Have 1 process per node. I mean "node" in a NUMA sense. 64-bit AMD systems have one node per chip package. Other PCs (except exotic stuff) have one node for the whole system. Lock your processes to separate nodes, so that they all get local memory. If you don't do this, at least remember to use the new system call for moving pages from one node to the other. (eh, "move_pages" if I remember right -- see unistd.h in the kernel source)
You'll need extra threads to do disk IO. Not counting those: On each node, have at least 1 thread per bottom-level (usually L2 or L3) cache, but not more than 1 thread per virtual core (hyperthreading thing). If you go with 1 thread per physical core but have virtual cores (hyperthreading) enabled, lock your threads to virtual cores that don't share phycical cores.

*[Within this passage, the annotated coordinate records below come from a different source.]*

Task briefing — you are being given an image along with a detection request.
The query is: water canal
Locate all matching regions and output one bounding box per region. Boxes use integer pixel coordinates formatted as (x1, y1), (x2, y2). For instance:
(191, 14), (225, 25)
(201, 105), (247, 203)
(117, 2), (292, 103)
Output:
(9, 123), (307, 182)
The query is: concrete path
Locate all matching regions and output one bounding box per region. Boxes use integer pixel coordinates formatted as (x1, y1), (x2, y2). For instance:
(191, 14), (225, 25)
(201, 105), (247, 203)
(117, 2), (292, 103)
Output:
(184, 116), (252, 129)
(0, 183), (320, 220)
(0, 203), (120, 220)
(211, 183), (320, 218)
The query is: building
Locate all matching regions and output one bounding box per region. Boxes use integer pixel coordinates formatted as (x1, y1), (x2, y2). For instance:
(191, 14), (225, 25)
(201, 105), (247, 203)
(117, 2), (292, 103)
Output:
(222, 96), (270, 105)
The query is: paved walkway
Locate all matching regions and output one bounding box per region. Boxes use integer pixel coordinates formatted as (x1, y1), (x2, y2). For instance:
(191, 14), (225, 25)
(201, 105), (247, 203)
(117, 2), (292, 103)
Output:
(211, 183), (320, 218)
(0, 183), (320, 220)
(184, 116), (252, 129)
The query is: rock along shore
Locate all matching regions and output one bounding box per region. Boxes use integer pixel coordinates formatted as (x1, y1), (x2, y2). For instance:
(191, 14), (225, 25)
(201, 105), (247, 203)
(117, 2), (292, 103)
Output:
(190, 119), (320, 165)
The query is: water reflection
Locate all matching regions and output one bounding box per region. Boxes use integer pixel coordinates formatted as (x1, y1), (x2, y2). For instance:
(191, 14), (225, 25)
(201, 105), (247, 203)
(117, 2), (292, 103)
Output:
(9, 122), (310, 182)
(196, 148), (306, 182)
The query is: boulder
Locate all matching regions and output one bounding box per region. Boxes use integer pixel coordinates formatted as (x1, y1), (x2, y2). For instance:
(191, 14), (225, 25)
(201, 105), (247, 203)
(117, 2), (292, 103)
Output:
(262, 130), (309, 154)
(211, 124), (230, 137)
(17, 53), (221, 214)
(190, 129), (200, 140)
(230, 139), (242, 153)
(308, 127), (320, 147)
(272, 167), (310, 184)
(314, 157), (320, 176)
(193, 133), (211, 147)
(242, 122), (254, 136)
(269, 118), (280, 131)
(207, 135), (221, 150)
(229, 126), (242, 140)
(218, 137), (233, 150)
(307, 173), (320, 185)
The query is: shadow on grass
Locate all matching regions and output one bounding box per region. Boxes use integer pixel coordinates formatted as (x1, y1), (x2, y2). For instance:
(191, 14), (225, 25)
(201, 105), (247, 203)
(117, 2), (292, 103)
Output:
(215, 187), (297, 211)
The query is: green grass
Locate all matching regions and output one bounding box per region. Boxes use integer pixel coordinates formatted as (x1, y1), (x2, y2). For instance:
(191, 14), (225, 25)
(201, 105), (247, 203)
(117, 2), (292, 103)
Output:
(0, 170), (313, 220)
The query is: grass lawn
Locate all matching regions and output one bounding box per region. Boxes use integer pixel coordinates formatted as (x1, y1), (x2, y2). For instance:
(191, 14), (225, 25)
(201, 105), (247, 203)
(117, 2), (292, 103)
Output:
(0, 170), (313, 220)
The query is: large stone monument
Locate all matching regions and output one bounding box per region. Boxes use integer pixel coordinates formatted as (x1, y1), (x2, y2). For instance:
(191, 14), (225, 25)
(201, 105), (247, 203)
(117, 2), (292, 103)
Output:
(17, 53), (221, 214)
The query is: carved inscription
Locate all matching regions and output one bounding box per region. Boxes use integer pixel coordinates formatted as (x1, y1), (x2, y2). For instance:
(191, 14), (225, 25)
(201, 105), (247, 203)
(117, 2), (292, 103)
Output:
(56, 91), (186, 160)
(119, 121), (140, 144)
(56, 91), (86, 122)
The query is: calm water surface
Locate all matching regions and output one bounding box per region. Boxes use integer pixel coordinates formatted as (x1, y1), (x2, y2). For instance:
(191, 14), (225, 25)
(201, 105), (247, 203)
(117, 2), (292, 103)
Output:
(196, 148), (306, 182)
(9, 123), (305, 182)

A lot of this should be configurable. Hopefully you'll make an easy way to automatically determine the best configuration, writing out the appropriate config file so that manual config hacking is not required to get the best performance.
You forgot multiprocess. Like anything in software the answer is, "it depends on the application". But one of the most overlooked and frequently very important factors that affects performance is cache locality. If the CPU has to fetch something from main memory (or heaven forbid it actually has to drudge it up from disk) the program has to wait. That wait time is often much much greater than the execution time of the target code. Aside from simply writing small code (that only get's you so far), one way to get better cache locality is to break up your processing into a pipeline. Mail servers frequently do this. One process will accept connections do some sanity checking and write the message to another process. The next process juggles addresses for routing and writes it to another process. That process might then work on delivery either locally or remotely. What happends (or what is supposed to happen under high load) is that one process becomes hot and processes as many messages as it can until the buffer to the next process is full. Then the next process runs processing all of those messages until it either runs out of stuff to process or cant write anything more to the next process in the pipeline. If you have multiple cores / CPUs this scales pretty well too.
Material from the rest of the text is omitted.